Encoding/decoding NLP model in tensorflow lite (fine-tuned GPT2)

We are in the process of building a small virtual assistant and would like it to be able to run a fine-tuned version of GPT-2 on a raspberry-pi with a coral accelerator.

So far, we managed to convert our model to a tflite and to get first results. We know how to convert from words to indices with the previous tokenizer but then we need a bigger tensor as input to the interpreter. We miss the conversion from indices to tensors. Is there a way to do this simply?

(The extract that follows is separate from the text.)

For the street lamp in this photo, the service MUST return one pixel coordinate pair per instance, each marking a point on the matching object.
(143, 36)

You can find our pseudo-code here, we are stuck at step 2 and 6 :


import tensorflow as tf
 
#Prelude
TF_MODEL_PATH_LITE = "/path/model.tflite"
 
interpreter = tf.lite.Interpreter(model_path=TF_MODEL_PATH_LITE)
interpreter.allocate_tensors()
tokenizer = GPT2Tokenizer.from_pretrained('gpt2')
input_details = interpreter.get_input_details()
output_details = interpreter.get_output_details()
input_shape = input_details[0]['shape']
 
#1-Encode input, giving you indices
context_idx = tokenizer.encode("Hello world.", return_tensors = "tf")
 
#2-How to convert the context_idx to appropriate np.array ?
input_data = np.array(np.random.random_sample(input_shape), dtype=np.int32) #dummy input for now
 
#3- feed input
interpreter.set_tensor(input_details[0]['index'], input_data)
 
#4- Run model
interpreter.invoke()
 
#5- Get output as tensor
output_data = interpreter.get_tensor(output_details[0]['index'])
 
#6- How decode this np array to idx
output_idx=np.random.randint(100) #dummy for now ...
 
#7- Decode Output from idx to word
string_tf = tokenizer.decode(output_idx, skip_special_tokens=True)
2 Likes

Were you able to accelerate your model with the Coral TPU in the end?

Is it even supported?
The output if interpreter (numpy array) when converted to ids using argmax represents all junk characters. Anyone can provide working example would be much appreciated.